Answered by Mike Wallace:
On the surface Radio Row was just a wholesale/retail/resale outlet area, bounded by West, Church, Liberty, and Vesey Streets, with its axis along Cortlandt Street. From the 1920s on, its dilapidated old buildings, featuring radios and parts (some obtained from radio operators whose ships docked at nearby westside piers) drew radio amateurs from far and wide to get components to build devices and set up stations. After the second war, Radio Row sold war surplus electronics (equipment that originally cost thousands went for $25-50), televisions, radios, and high-fidelity sound equipment and parts, and particularly an infinite variety of vacuum tubes, the goods piled so high they spilled out onto the street. As late as the 60s the district had the largest concentration of electronic parts and equipment stores anywhere in Gotham.
I suspect, however, it was more than just a consumer outlet area, like Canal Street or later 47th Street, but something of a petrie dish for a then nascent electronics industry. Some important firms grew up there, like that of Charles Avnet, who began selling surplus radio parts in 1921, went on to produce radio antennas during the war for the military, merged with two other Courtland Street denizens, and expanded to become a major electronics company (and then moved away). The area's destruction by the WTC may perhaps have contributed to one of the most puzzling questions of NYC's recent history‹why California, and not Gotham, became host to Silicon Valley.
New York had long been a leader in the development of new communications technologies. It had crucibled the telegraph, hi-speed printing presses, motion pictures, radio, and tv, and rolled over its primacy with each new invention. As late as the 1950s, Gotham seemed poised to do the same with computers, but it proved to be the invention that didn't bark in the night. Despite the area's pioneering work in transistor development, despite the regional presence of Bell Labs and IBM, despite wartime electronics contracts and a thriving electrical engineering area in Radio Row, it would be Silicon Valley, not Silicon Alley that captured the lead.
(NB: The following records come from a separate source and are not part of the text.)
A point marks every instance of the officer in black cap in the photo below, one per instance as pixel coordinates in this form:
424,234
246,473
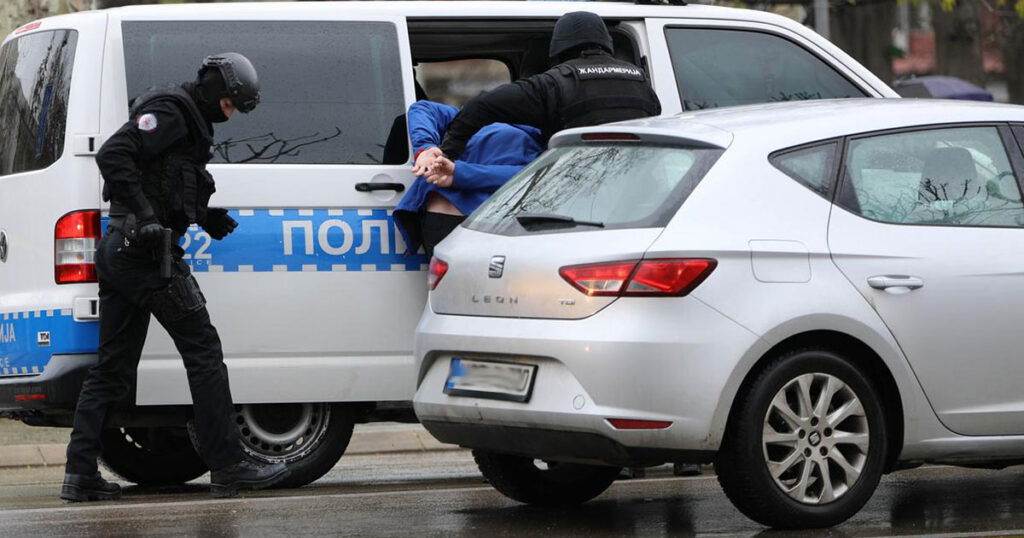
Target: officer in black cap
587,87
155,175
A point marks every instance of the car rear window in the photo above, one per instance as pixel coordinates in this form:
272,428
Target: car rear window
35,82
725,68
332,91
615,184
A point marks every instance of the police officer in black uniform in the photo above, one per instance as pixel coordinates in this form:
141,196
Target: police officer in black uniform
155,175
587,87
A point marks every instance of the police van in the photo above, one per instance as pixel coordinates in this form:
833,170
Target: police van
313,295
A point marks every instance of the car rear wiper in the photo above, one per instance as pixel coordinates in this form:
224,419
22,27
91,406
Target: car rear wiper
527,219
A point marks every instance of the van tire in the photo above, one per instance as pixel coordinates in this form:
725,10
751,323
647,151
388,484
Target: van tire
309,456
519,479
152,456
744,460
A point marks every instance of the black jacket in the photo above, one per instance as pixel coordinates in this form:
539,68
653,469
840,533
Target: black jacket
154,165
593,89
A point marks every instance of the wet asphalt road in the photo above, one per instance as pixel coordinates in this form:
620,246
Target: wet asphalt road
440,494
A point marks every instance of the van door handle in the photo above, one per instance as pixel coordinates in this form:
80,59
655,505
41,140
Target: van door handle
367,188
887,282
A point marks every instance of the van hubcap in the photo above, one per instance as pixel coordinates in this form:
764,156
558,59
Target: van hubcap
815,439
282,432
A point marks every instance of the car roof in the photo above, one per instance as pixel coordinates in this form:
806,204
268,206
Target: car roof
441,9
780,125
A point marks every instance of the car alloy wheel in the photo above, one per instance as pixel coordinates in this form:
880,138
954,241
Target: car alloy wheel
816,439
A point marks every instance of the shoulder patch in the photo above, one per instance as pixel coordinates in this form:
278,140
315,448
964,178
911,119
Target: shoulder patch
147,123
609,71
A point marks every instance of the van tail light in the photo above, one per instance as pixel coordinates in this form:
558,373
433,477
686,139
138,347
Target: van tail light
437,270
75,240
650,278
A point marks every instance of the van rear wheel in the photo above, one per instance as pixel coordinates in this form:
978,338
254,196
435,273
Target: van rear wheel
308,438
544,484
152,456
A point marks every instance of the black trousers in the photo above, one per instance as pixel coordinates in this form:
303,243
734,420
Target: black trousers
131,288
435,226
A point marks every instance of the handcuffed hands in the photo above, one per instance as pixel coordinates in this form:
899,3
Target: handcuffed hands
441,172
219,223
425,159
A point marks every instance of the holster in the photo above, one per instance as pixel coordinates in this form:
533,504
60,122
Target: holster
180,298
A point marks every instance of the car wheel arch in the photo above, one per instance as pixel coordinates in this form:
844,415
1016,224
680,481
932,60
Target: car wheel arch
852,348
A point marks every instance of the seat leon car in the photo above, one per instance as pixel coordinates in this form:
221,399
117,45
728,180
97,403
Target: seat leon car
808,295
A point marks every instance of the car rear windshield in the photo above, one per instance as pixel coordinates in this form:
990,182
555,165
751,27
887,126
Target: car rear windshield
609,185
35,82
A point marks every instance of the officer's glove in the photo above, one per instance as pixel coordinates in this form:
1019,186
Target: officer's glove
219,223
151,233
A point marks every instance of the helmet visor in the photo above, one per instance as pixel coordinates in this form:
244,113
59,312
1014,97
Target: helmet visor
245,104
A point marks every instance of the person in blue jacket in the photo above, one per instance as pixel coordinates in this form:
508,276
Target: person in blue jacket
445,192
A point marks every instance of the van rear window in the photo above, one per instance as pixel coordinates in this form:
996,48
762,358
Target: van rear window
607,185
724,68
35,82
332,91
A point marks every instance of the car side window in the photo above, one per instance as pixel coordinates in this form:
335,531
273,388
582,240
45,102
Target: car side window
950,176
331,91
724,68
813,167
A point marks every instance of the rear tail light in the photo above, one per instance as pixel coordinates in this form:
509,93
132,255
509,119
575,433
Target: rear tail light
437,271
75,241
652,278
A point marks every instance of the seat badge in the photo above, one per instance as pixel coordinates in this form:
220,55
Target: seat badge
497,267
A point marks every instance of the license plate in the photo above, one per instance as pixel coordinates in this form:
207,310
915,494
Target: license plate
494,379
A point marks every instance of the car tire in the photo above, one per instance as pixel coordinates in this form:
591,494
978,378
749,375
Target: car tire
815,465
152,456
308,438
559,485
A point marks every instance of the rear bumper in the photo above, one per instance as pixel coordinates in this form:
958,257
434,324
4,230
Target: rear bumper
643,360
550,444
58,385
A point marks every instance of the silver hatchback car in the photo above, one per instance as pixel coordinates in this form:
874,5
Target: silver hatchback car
808,295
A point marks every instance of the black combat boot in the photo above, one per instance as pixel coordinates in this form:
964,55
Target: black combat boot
246,476
80,488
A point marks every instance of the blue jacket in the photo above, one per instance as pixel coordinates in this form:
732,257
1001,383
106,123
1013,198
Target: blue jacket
492,157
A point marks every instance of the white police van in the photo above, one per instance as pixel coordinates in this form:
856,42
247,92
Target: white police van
314,301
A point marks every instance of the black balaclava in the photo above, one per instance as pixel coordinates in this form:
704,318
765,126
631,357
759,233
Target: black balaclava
207,91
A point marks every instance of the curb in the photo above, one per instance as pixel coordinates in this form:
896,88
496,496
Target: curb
367,440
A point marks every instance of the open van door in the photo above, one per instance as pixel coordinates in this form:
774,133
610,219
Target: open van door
312,296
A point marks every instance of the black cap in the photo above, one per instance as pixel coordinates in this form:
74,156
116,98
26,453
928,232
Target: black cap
241,80
579,28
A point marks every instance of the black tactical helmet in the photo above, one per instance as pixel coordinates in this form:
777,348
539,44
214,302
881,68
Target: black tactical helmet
240,78
579,28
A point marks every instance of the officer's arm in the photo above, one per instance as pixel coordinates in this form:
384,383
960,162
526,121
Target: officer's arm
427,123
145,136
527,101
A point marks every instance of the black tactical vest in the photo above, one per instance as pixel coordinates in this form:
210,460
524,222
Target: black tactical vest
176,183
598,88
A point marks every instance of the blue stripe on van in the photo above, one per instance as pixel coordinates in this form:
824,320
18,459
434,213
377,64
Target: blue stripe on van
29,339
303,241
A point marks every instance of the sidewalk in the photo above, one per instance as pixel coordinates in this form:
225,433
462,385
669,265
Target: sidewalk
368,439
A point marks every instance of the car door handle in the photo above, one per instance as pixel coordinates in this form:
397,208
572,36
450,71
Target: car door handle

To some extent, it may be that New York shot itself in the foot; the World Trade Center's being erected on the ruins of Radio Row was emblematic of a widespread demolition of manufacturing facilities around town and their replacement with office towers, and the city passed up opportunities to develop university-based hi tech engineering centers a la Stanford or MIT. There were many other reasons for New York's faltering, such as the mammoth flow of military contracts that galvanized aerospace development in California, Massachusetts, Texas and Florida, but the future may yet judge that we managed to nip our own computer industry in the bud. And who knows what possibilities may yet be precluded if we throw up millions of square feet of office space downtown rather than diversifying its economy; we may be set to repeat the very same mistakes we made before.